Wang, who has been hailed as a "top Asian actor in Broadway" for leading the long-running musical "Miss Saigon" in 1990s, will play Jane Eyre's lover, Edward Rochester, in an upcoming Chinese theatrical adaptation of Charlotte Bronte's classic romantic novel.
Actress Yuan Quan will star as Jane Eyre.
The show, which will have a ten-day run at Beijing's National Center for the Performing Arts from June 19, is Wang's first theatrical effort in seven years.
Back to books, Blogger News Networks publishes a review of Jillian Dare by Melanie M. Jeschke, the first chapter of which can be read here.
Honestly, Melanie M. Jeschke did not do a great job of moderizing Jane Eyre, in my opinion. The old story was darkly romantic and heavy with mystery. This novel is not. While the characters are fairly well developed, and you do notice within the first 10 pages or so that this is the retelling of Jane Eyre, (the cover tells you that, too) it does not live up to expectations. The supporting characters are not developed well. They don’t have much depth and this detracts from the story, making the reader want to fill in a hole somewhere but you don’t know where the hole is.
I have a strong feeling that this is an editing problem, not the author’s problem because publishers these days don’t want to publish books with more than 97,000 to 100,000 words. Jane Eyre had 200,000 words or more and every single one of them was needed to progress the feel of story which is what Jane is all about.
Jane went to work in a dark and brooding household, whereas Jillian goes to work in a bright and airy mansion of a place. Jane feels closed in and almost oppressed by the mystery, and Jillian is merely puzzled. Jane is frightened and timid, but perserveres, Jillian is bold and health conscious, which is fine, but is a bit incongruous to the Jane Eyre tradition.
I know, Jeschke did not want to do a story exactly like the old one. I think she did a terrific job of creating a unique enough novel, which was definitely inspired by the old classic. I just think the atmosphere of the old would have lent itself very well to modernization, in fact it would have been even more gothic than gothic.
Bear in mind it is my opinion, but I give this one two stars. It is mildly interesting. Perhaps that is because the old classic was so tremendously good that the retelling of it falls rather flat. (Gina Burgess)
You will read BrontëBlog's review of Jillian Dare soon too.

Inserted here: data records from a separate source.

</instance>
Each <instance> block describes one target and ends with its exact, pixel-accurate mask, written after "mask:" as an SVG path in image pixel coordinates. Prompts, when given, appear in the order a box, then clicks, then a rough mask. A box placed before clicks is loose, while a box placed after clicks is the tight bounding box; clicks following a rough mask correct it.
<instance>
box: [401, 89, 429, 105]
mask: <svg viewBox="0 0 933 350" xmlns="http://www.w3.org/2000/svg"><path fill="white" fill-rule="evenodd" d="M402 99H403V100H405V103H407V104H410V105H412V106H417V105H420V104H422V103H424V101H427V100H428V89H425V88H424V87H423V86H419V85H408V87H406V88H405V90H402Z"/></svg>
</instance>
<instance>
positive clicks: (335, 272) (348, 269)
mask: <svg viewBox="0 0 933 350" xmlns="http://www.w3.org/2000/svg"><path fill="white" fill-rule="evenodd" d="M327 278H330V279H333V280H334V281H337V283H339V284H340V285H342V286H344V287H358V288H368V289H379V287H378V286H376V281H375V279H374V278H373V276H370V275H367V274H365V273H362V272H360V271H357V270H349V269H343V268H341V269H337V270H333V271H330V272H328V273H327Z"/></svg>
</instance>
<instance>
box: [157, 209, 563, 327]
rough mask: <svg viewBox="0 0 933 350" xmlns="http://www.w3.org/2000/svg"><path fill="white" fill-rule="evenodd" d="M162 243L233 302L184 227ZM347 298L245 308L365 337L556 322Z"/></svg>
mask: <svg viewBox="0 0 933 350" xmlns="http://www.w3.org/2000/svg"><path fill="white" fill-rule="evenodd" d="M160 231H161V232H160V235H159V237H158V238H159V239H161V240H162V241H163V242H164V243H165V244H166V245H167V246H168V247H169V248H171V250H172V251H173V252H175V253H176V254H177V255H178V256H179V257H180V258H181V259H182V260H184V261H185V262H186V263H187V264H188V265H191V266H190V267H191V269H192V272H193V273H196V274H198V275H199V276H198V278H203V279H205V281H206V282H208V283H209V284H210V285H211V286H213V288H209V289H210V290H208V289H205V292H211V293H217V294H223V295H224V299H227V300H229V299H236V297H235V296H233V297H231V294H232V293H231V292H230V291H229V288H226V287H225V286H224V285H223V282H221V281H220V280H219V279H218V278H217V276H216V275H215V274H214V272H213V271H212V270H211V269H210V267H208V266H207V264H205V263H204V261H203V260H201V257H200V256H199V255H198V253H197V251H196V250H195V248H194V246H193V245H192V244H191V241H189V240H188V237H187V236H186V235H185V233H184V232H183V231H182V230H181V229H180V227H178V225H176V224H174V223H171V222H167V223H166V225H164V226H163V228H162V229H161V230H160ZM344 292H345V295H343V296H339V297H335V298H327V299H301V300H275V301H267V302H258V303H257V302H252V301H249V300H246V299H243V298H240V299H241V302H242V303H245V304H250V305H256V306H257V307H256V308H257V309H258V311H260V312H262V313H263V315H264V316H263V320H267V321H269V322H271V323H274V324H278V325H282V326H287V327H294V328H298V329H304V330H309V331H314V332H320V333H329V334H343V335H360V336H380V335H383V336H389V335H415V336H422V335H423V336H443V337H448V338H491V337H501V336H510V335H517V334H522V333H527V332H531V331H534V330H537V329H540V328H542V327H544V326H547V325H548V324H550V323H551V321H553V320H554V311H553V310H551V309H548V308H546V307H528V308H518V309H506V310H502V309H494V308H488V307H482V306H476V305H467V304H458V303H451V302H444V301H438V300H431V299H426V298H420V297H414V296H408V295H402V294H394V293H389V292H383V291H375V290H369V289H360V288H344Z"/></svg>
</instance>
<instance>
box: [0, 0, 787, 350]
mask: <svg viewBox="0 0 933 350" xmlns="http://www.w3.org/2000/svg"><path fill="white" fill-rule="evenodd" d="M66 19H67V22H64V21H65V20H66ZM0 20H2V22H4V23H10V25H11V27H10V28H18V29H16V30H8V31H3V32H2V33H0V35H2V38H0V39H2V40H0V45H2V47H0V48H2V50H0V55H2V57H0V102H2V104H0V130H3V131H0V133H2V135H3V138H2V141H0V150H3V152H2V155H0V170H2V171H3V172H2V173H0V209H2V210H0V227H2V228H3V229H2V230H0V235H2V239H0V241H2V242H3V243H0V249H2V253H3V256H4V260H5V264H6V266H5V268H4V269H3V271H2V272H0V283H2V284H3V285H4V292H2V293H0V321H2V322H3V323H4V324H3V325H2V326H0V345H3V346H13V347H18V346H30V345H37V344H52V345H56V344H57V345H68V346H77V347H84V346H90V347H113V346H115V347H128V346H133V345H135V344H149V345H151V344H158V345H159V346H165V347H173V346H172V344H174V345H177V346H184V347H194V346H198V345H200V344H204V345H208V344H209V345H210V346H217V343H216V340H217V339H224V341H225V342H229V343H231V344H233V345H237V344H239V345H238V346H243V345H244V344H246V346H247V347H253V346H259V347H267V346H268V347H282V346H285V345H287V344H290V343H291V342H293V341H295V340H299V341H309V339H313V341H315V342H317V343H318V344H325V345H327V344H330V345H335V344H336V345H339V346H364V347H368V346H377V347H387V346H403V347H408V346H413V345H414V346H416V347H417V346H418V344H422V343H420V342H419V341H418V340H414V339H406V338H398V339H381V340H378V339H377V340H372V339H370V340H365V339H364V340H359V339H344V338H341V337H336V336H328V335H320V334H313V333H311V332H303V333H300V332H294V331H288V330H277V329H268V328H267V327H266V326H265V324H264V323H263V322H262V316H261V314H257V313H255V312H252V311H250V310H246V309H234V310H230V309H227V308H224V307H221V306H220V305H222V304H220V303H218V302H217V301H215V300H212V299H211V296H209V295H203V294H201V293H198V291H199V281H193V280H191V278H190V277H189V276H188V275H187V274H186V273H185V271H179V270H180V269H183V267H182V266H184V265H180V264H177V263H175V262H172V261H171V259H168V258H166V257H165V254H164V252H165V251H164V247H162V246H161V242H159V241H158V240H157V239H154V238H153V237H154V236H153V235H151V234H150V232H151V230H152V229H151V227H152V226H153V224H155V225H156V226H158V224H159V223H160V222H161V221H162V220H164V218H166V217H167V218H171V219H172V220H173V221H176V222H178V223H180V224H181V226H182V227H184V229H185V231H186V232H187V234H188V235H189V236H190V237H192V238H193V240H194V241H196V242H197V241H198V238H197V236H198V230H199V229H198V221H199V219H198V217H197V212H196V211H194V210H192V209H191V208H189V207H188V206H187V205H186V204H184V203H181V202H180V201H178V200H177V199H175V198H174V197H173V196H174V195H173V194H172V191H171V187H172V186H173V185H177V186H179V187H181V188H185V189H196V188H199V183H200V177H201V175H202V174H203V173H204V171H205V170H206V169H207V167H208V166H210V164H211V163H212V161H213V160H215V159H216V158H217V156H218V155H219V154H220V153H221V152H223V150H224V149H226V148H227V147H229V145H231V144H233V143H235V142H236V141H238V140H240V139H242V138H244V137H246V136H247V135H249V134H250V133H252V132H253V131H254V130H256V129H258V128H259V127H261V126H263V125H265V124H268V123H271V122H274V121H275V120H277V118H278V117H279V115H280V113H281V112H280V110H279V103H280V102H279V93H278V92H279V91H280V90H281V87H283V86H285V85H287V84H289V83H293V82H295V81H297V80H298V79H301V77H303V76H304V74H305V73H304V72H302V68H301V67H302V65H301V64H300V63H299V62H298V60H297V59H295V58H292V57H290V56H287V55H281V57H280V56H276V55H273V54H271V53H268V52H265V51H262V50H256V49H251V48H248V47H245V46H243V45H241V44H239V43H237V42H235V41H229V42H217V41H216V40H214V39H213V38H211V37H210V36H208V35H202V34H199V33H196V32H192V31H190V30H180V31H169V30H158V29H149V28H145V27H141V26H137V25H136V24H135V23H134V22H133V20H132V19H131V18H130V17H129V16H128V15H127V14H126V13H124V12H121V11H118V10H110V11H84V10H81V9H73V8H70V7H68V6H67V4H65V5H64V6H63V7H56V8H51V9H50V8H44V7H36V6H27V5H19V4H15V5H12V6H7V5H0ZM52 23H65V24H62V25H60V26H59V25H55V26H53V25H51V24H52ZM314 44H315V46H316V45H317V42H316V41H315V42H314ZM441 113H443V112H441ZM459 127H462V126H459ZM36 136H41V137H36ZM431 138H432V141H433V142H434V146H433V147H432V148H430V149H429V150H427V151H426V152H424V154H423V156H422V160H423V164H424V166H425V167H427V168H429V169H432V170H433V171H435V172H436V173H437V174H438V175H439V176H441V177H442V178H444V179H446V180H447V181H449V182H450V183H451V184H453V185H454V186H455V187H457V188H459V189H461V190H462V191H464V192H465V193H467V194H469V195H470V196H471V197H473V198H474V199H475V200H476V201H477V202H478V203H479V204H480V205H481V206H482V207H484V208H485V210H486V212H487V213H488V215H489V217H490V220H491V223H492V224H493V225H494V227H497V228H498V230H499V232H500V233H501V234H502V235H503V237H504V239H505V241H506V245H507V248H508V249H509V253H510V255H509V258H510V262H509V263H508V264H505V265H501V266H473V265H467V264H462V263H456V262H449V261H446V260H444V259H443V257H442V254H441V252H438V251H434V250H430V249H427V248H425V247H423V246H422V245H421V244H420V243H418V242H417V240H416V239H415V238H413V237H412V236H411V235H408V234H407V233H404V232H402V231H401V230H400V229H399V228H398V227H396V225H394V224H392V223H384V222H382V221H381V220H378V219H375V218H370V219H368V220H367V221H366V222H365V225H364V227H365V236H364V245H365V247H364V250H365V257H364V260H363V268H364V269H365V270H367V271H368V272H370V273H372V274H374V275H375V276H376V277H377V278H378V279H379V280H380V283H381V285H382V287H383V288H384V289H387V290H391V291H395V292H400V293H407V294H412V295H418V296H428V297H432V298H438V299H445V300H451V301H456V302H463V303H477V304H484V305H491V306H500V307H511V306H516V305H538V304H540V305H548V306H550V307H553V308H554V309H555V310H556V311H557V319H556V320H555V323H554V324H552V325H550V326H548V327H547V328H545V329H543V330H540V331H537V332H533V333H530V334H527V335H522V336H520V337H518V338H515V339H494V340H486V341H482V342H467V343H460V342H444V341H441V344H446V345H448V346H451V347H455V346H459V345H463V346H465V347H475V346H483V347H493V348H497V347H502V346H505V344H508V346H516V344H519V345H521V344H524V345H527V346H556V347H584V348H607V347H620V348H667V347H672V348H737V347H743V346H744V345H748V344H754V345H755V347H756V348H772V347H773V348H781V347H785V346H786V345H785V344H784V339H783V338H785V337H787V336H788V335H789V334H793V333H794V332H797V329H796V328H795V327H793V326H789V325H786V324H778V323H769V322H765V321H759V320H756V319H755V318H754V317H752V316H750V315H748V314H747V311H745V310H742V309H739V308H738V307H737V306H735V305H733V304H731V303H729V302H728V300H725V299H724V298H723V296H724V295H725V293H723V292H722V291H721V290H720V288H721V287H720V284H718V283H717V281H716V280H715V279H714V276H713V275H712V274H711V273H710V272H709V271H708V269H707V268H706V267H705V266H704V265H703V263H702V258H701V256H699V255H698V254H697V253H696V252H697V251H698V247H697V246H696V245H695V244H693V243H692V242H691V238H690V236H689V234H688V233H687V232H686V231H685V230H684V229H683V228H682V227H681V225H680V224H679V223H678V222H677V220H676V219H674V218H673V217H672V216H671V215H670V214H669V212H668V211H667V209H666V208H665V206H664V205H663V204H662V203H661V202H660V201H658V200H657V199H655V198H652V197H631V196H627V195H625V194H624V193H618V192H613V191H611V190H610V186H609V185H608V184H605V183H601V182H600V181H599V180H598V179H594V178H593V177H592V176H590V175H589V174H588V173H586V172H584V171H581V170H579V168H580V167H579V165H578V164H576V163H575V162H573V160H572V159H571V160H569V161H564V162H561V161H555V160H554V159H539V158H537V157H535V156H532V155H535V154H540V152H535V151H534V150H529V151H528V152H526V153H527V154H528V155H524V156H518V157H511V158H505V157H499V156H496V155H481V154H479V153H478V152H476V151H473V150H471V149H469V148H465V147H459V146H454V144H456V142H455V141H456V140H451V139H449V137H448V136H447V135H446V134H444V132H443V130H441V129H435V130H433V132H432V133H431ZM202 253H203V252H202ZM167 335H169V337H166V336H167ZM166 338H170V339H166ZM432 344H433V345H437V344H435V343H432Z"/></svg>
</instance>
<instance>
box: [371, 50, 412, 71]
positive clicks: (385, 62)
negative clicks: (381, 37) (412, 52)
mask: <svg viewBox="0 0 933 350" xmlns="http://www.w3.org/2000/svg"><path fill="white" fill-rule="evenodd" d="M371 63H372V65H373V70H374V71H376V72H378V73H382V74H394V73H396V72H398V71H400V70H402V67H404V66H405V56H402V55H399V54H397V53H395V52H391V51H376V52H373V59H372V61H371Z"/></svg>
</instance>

The Guelph Mercury in the meantime warns us of the many dangers of falling in love in real life with a fictional character (!).
Whether it's James Bond, Mr. Rochester from Jane Eyre, Nick Stokes from CSI or an actual actor, we all do it from time to time. There is nothing physically wrong with loving someone who is two-dimensional as long as the fine line between fantasy and reality can be seen. (Noorain Shethwala)
If you're in Lakewood, Ohio, then you may have a date with that Mr Rochester tonight and see if you can help falling for him. The Lakewood Public Library has a Knit and Lit evening centered around Jane Eyre, according to The Lakewood Observer.

Finally, the Halifax Courier has an article on Robin Hood and Calderdale. A couple of visitors to the area comment on its Brontë connections as well:
Barbara and David Lumb, of Hightown, Liversedge, also attended. Mrs Lumb said: "The estate is absolutely beautiful. This area featured heavily in Charlotte Bronte's novel Shirley, which I really enjoyed. (Suzanne Rutter)
There is also a more remote Brontë connection, as one of Patrick's brothers, James, on a visit to Haworth from Ireland, visited the area as well for its Robin Hood connections. Apparently he proved the legend that says that if you try the helmet that supposedly belonged to Robin Hood and is kept there you'll lose all your hair.

On the blogosphere, You're History! gives Villette 4 out of 5 stars, Ramblings-n-Writings reviews Jillian Dare and Renée's Book and Movie Reviews posts about Wuthering Heights 2009.